Book a hotel in the Mongkok or Yaumatei area. Immigration/Customs/luggage, taking a subway out + taxi*, and checking in will take you about an hour to hour and a half. That will take you to about 9:15/9:30 pm. After you check in, do the following areas in the following order (starting with the one with the earliest closing time): a walk along Nathan Road (it goes from Tsim Sha Tsui to Mongkok) for a peek at the shops, browsing the clothes and accessories stalls in the Mongkok Ladies Market, browsing the stalls and floor vendors at the Yau Ma Tei Temple Street Night Market (they sell all kinds of stuff, and also palm reading, music, opera, etc.) There will be plenty of restaurants and food vendors around. 

You may linger at Temple Street till the last vendor/stall closes - I think they close at about midnight.

Also, you may take a taxi* to the Star Ferry terminal in Tsim Sha Tsui. Take the ferry across to the Central District. The ferry closes down at 11:30 pm. 
Here's ferry schedule and fare info:
http://www.starferry.com.hk/services.html
The crossing takes only about 5 minutes and costs less than 50 cents U.S. You will get to see the famous Hong Kong harbor at night. You may repeat the ride if you want. You may also take a stroll in the Central District. Just make sure you get back on the ferry before the last run. (If you miss it you will have to take an expensive taxi ride through the undersea tunnel.)

Next morning, check out of the hotel and take the taxi + subway back to the airport.

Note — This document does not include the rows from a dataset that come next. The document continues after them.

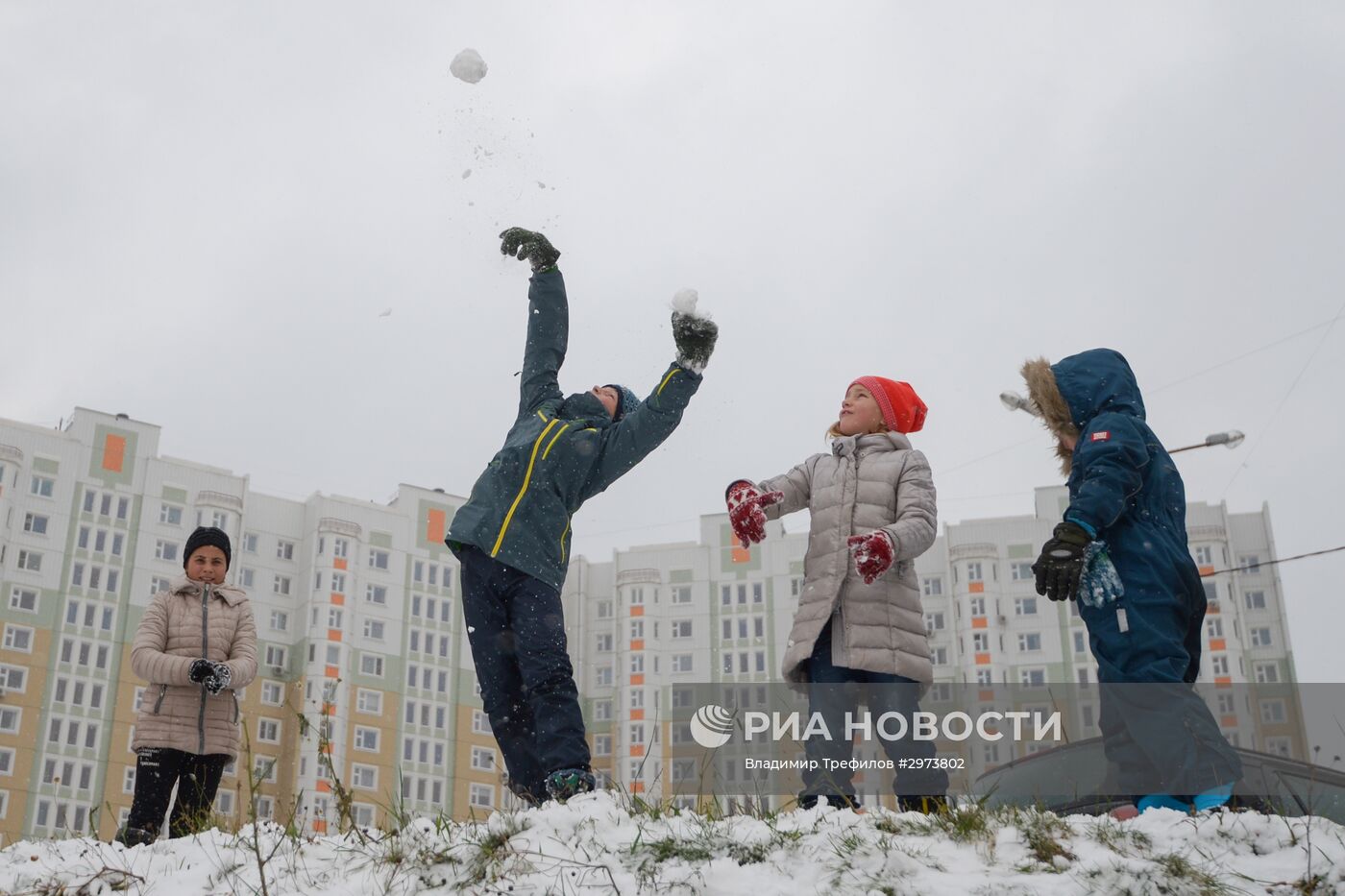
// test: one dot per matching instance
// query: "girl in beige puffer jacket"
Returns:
(871, 506)
(195, 644)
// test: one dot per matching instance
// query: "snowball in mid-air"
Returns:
(685, 302)
(467, 66)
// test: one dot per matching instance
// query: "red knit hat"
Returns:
(901, 406)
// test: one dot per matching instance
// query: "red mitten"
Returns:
(746, 502)
(871, 554)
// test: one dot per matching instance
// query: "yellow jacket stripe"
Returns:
(527, 475)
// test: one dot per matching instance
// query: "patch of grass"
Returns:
(1042, 833)
(1181, 868)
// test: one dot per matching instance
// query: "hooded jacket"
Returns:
(560, 451)
(867, 483)
(188, 621)
(1125, 489)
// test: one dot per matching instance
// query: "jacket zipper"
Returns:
(205, 635)
(527, 476)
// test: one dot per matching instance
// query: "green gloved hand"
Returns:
(531, 247)
(695, 339)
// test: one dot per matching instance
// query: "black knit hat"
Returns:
(210, 536)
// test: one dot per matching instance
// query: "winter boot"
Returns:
(1213, 798)
(1161, 801)
(569, 782)
(934, 805)
(130, 837)
(840, 801)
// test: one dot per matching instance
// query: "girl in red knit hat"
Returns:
(871, 505)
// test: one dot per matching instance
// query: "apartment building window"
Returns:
(483, 759)
(272, 693)
(480, 795)
(363, 777)
(268, 731)
(1033, 677)
(17, 638)
(366, 739)
(1273, 712)
(23, 599)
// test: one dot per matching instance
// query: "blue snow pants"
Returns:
(517, 631)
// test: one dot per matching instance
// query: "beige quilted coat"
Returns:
(868, 482)
(179, 627)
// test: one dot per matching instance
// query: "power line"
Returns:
(1273, 563)
(1260, 436)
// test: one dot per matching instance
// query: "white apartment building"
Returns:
(363, 653)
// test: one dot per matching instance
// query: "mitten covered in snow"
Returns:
(746, 502)
(695, 338)
(871, 553)
(199, 670)
(219, 678)
(1062, 561)
(531, 247)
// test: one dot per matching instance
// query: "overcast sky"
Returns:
(205, 208)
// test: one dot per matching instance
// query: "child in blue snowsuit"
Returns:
(513, 536)
(1126, 500)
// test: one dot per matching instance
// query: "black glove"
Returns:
(695, 338)
(218, 678)
(533, 247)
(199, 670)
(1062, 561)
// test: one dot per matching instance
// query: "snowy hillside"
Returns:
(594, 845)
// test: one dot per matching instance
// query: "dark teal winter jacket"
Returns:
(561, 451)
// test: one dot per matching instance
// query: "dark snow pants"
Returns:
(517, 631)
(158, 768)
(833, 691)
(1159, 734)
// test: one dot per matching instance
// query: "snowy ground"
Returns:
(595, 845)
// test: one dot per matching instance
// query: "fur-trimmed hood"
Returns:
(1076, 389)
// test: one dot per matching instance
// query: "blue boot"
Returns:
(1213, 798)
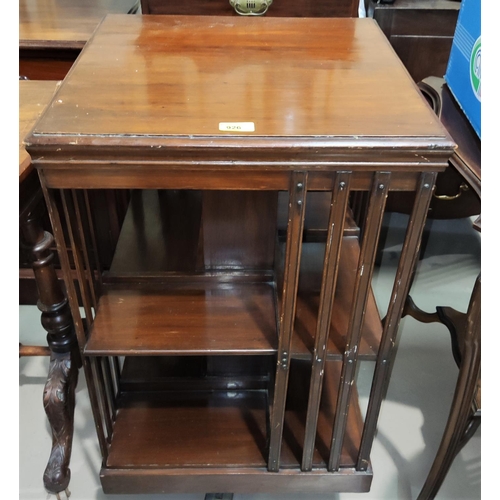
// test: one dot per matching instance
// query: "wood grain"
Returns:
(182, 75)
(68, 24)
(185, 319)
(34, 96)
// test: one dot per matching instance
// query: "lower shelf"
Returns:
(170, 436)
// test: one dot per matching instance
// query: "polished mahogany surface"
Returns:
(67, 23)
(181, 76)
(33, 98)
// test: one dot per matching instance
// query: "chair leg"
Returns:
(461, 412)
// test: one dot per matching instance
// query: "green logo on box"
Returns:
(475, 69)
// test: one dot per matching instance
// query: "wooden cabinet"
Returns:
(220, 348)
(420, 31)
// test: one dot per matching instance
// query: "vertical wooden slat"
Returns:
(108, 387)
(95, 248)
(406, 267)
(371, 233)
(101, 418)
(80, 270)
(330, 270)
(296, 211)
(115, 370)
(84, 248)
(60, 240)
(75, 310)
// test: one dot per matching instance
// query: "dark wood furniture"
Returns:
(53, 33)
(59, 392)
(464, 327)
(221, 354)
(420, 31)
(271, 8)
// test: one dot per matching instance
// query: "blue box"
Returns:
(463, 74)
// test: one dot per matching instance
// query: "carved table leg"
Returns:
(59, 393)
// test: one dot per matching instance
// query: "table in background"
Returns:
(420, 31)
(52, 33)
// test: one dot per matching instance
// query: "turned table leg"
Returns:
(59, 393)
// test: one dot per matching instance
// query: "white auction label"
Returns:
(237, 126)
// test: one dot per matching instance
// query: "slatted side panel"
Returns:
(296, 213)
(337, 217)
(371, 232)
(402, 282)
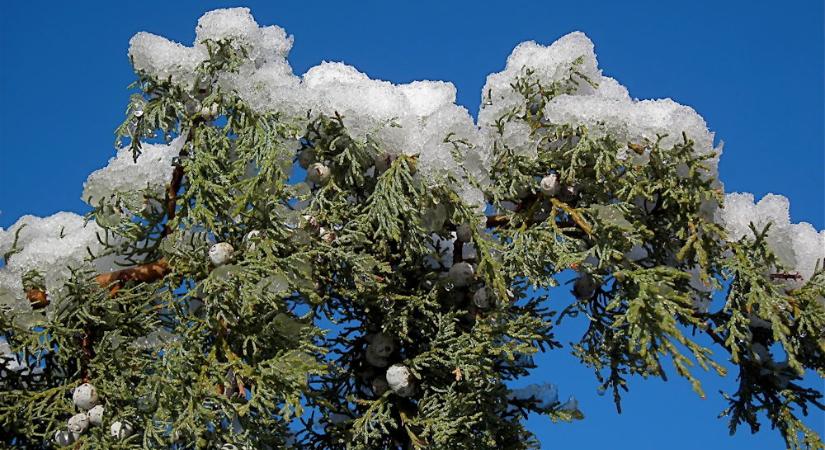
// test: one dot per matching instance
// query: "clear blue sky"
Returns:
(753, 69)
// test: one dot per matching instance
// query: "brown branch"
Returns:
(143, 273)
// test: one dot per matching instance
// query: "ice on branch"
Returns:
(597, 102)
(162, 58)
(50, 246)
(636, 122)
(413, 119)
(123, 175)
(797, 245)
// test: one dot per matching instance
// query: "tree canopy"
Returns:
(332, 261)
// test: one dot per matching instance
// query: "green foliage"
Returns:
(272, 349)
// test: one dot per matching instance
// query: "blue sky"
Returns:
(753, 69)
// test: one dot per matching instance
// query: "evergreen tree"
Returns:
(331, 261)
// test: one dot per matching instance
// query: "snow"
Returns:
(164, 59)
(798, 246)
(151, 171)
(411, 118)
(50, 245)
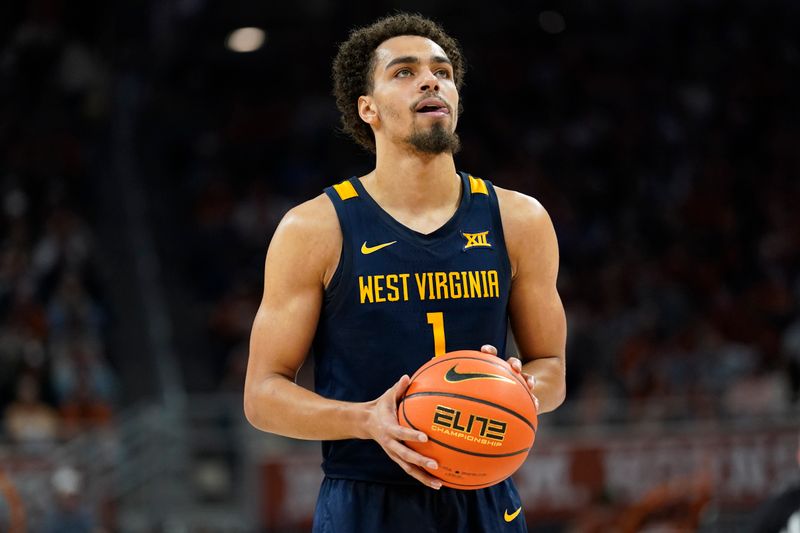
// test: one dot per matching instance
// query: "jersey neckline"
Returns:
(424, 238)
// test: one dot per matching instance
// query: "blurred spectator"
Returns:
(70, 514)
(29, 421)
(780, 513)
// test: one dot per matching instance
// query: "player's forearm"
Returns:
(551, 387)
(277, 405)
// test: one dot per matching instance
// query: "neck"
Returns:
(413, 181)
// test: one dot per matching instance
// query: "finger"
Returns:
(399, 432)
(400, 387)
(515, 363)
(410, 456)
(417, 473)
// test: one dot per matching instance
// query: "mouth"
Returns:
(432, 107)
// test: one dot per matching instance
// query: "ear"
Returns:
(367, 110)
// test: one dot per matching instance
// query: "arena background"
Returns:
(144, 165)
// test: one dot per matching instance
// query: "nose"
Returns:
(428, 81)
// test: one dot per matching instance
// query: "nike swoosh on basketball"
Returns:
(512, 516)
(366, 250)
(454, 376)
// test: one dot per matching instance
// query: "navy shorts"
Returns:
(348, 506)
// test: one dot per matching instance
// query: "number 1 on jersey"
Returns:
(437, 321)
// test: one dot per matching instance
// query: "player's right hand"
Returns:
(382, 427)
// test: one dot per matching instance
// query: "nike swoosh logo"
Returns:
(512, 516)
(366, 250)
(454, 376)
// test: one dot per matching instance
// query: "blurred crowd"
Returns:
(56, 377)
(662, 139)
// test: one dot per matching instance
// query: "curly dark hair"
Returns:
(355, 61)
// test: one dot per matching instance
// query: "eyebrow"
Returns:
(415, 60)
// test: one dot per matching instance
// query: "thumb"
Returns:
(399, 388)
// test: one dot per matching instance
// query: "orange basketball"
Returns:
(478, 414)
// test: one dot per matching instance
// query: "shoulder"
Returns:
(310, 236)
(527, 228)
(312, 216)
(521, 214)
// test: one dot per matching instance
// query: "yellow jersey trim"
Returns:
(508, 517)
(345, 190)
(477, 186)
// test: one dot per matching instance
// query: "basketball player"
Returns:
(386, 270)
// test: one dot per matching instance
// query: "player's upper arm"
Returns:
(302, 256)
(537, 314)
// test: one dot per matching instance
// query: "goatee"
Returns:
(436, 140)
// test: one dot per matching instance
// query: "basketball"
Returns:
(478, 414)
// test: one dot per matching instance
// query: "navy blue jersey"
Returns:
(400, 297)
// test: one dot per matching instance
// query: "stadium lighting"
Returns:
(245, 39)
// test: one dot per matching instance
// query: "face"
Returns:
(414, 100)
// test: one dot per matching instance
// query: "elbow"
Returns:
(255, 410)
(250, 411)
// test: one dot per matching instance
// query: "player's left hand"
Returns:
(516, 366)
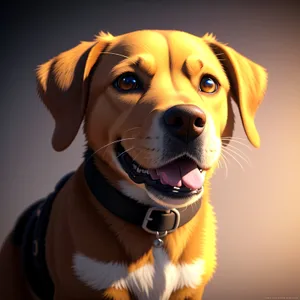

This will give you a taste of some of the night activities in HK in the time that you have.

Have fun! 


* Taxis are available at subway stations, hotels, and may be flagged down on the streets any time (except they can't stop in areas marked with double yellow lines). Here's info on traveling by taxi in Hong Kong:
http://www.travelchinaguide.com/cityguides/hongkong/getting-around.htm


----------